The river is its own living vessel, speaking, moving, and carrying tragedy and ruin with its waters. Waters that have been tainted, Aguas Negras, Black Waters. Dark cloudy skies reflect the dark cloudy waters of the  Cuautitlán River. Over 50 years of pollution and disruption that have left clean waters solely as ideas hidden in memories of past generations.

Capulin cherry trees, Prunus salicifolia, are no more. The water is not pure enough to bathe in, or wash clothes in. The river flows from the dam of Lake Guadalupe. The river is now pure sewage water. Unclean for over five decades, enough time for grandchildren to bear witness to the polluted waters and the havoc it has wreaked on the river and its inhabitants and communities. Death occurred within the aguas negras. Death that the families who resided close by to the river were unaware of. Death that was accompanied by ambiguity, fuelled by sadness.

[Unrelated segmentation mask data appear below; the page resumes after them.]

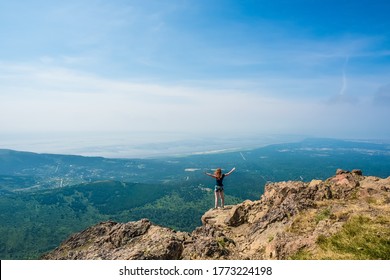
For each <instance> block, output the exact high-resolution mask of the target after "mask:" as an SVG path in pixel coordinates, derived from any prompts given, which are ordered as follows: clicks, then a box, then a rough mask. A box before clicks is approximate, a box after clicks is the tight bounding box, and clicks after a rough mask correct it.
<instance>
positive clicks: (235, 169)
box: [225, 167, 236, 176]
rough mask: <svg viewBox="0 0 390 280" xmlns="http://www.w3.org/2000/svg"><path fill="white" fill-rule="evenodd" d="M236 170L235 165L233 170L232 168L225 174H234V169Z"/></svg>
mask: <svg viewBox="0 0 390 280" xmlns="http://www.w3.org/2000/svg"><path fill="white" fill-rule="evenodd" d="M234 170H236V168H235V167H233V168H232V170H230V171H229V172H228V173H226V174H225V176H229V175H230V174H232V173H233V171H234Z"/></svg>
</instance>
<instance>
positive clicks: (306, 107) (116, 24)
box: [0, 0, 390, 152]
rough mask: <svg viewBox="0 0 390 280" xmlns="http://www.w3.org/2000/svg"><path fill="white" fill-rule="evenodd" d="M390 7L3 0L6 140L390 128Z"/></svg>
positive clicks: (85, 138)
mask: <svg viewBox="0 0 390 280" xmlns="http://www.w3.org/2000/svg"><path fill="white" fill-rule="evenodd" d="M389 14H390V3H388V2H384V1H368V0H360V1H346V0H338V1H336V0H328V1H307V0H292V1H282V0H277V1H265V0H259V1H233V0H225V1H223V0H217V1H205V0H200V1H196V0H174V1H139V0H134V1H102V0H86V1H76V0H70V1H47V0H38V1H26V0H14V1H2V2H1V3H0V36H1V39H2V40H1V43H0V148H12V145H13V147H21V148H25V149H32V150H34V147H35V148H36V149H38V148H37V147H38V146H39V145H41V146H40V149H43V150H44V149H45V148H44V146H45V143H46V144H47V150H50V149H51V150H50V152H53V150H54V151H55V150H56V147H57V149H58V150H59V151H60V150H61V149H63V148H64V147H66V146H69V147H71V148H73V150H77V149H79V150H80V149H83V147H84V148H85V147H90V148H91V147H105V145H106V147H108V146H110V145H115V144H118V145H121V144H123V143H126V145H130V146H132V145H133V146H134V145H138V144H139V142H140V141H141V142H142V141H145V143H153V142H164V141H166V142H169V141H179V140H189V139H211V140H212V139H218V141H220V139H224V138H225V137H226V138H235V139H240V138H242V139H253V138H254V137H255V136H256V135H308V136H315V137H328V138H342V139H390V130H389V129H388V120H389V119H390V75H389V73H390V63H389V62H390V29H389V26H390V18H389V16H388V15H389ZM64 135H65V136H66V137H63V136H64ZM107 139H109V140H110V141H111V142H110V144H107V141H108V140H107ZM115 139H116V140H115ZM118 139H119V140H118ZM142 139H144V140H142ZM56 141H57V142H56ZM115 141H117V142H115ZM137 141H138V142H137ZM218 141H216V143H219V142H218ZM18 143H19V144H18ZM34 143H35V144H34ZM50 143H52V144H51V145H50ZM221 143H223V141H221ZM18 145H19V146H18ZM34 145H35V146H34ZM123 145H125V144H123ZM42 147H43V148H42ZM61 147H62V148H61ZM38 150H39V149H38ZM40 151H42V150H40Z"/></svg>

The waters came close to overflowing, downpour after downpour. It carried too much. The body, and the water. It was grief that didn't allow for the distinguishing of the cause of the river's surge. Grief that the waters carried, from the river beds to doorsteps. The government’s words rang out repetitively. Keep your belongings close, and your consciousness and fear closer. Fear that stretched out at the threat of the black waters overflowing.

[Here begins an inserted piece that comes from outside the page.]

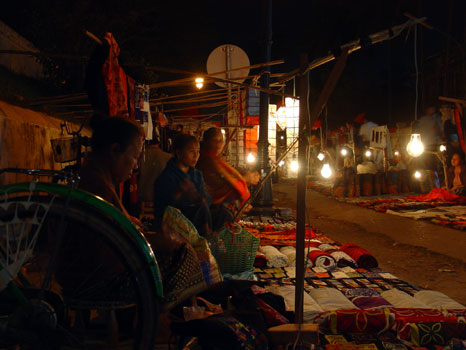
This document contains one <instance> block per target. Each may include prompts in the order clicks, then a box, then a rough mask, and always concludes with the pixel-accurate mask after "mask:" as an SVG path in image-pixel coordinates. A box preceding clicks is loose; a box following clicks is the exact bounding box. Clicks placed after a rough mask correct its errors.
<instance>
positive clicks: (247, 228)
mask: <svg viewBox="0 0 466 350" xmlns="http://www.w3.org/2000/svg"><path fill="white" fill-rule="evenodd" d="M245 229H246V230H247V231H249V232H251V233H252V234H253V235H254V236H256V237H257V238H260V240H261V242H260V245H262V246H265V245H273V246H293V247H296V230H294V229H293V230H287V231H276V232H259V231H258V230H256V229H252V228H248V227H245ZM304 236H305V238H306V239H313V238H316V237H317V235H316V233H315V231H314V230H313V229H309V228H306V230H305V233H304ZM320 244H321V243H319V245H320Z"/></svg>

What else is left in Black Waters?

These moments have been cascaded together, stitched into the matriarchal generations that know the river. Passed on from grandmother to granddaughter, through this moving piece of history and tragedy. The river rushes through moments of humanity, ecology, and memory. The tinted monochrome colouring has moments of clarity, flashing moments that render the black and white waters true to their lifeless shade.

Once upon a time, aguas negras did not exist. Capitalist greed, overconsumption, inequality and pollution tainted the waters, in physicality but not memory. The river is in control, the land and the people are at its mercy. It carries with it anger and distress, the same kind that the people have who remember the river as it once was. The oral history and visual collection become a dialogue across time, family and memory. Aguas negras, Black Waters are melancholic and restless.

“What more can we leave behind than a memory?” — Aguas Negras/Black Waters.